Finding God in the groove

I'm listening to David Bowie's seminal Station to Station. I'm doing this because it's fab and a new deluxe version is coming out next week with the much bootlegged Nassau gig all digitally tidied up and packaged along with it. I'm also doing it as a displacement activity from sermon preparation. But what do you know if God's not there in the groove saying 'how about reflecting on this...?'

Got to keep searching and searching

Oh, what will I be believing and who will connect me with love?
Wonder who, wonder who, wonder when

Bowie sings on the title track - having mentioned Hebrew symbols that he's pictured drawing on the CD sleeve, in passing. Then on Word on a Wing, he sings
 
Lord, I kneel and offer you my word on a wing
And I'm trying hard to fit among your scheme of things
It's safer than a strange land, but I still care for myself
And I don't stand in my own light
Lord, lord, my prayer flies like a word on a wing
My prayer flies like a word on a wing
Does my prayer fit in with your scheme of things?

suggesting that maybe the person who's walked into his life out of his dreams in the verse isn't a lover but a divine presence. Of course, Bowie's praying in the midst of his cocaine addiction and living the fast life, his gaunt frame draped in a white suit and swirl of cigarette smoke.

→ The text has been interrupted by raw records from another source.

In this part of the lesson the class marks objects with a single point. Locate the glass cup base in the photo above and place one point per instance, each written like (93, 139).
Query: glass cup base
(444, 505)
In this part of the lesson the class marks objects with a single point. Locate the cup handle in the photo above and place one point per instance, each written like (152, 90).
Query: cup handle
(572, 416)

Bowie knows everything he's achieved - and he's at the height of his fame and creativity in 1976 when this record is almost thrown together in LA - is a puff of smoke, 'an age of grand illusion'; the golden years cannot last and even in the midst of them 'there's my baby, lost that's all/once I'm begging you save her little soul...i believe, O Lord, I believe all the way.' The glare of the neon and celebrity makes him long to 'run for the shadows in these golden years'

In short, this is an album of spiritual longing set to some of the greatest tunes ever committed to vinyl.

And suddenly, my half-formed reflections on Nathanael begin to take shape. As Jesus collects disciples, he invites people to come and see what's going on around him; Philip fetches his mate Nathanael. It's possible that the way Jesus refers to him indicates that he's a bit of a zealot, an Israelite who's looking for a better world which certainly isn't going to be found anywhere in Galilee where he grew up. Bowie sings what Nathanael might have been thinking: 'Just because I believe don't mean I don't think as well'.

But Jesus invites him to see if that new world might be found in him.

The great thing about this story in John 1 is that Jesus isn't inviting any of these folk to join an institution or come to a meeting. Andrew and John(?) ask where Jesus is going and he says 'come and see'. He's on a journey and he invites people to walk with him and discover stuff along the way. This is the essence of mission - inviting people to come and see.

Have we found anything worth inviting our mates to look at?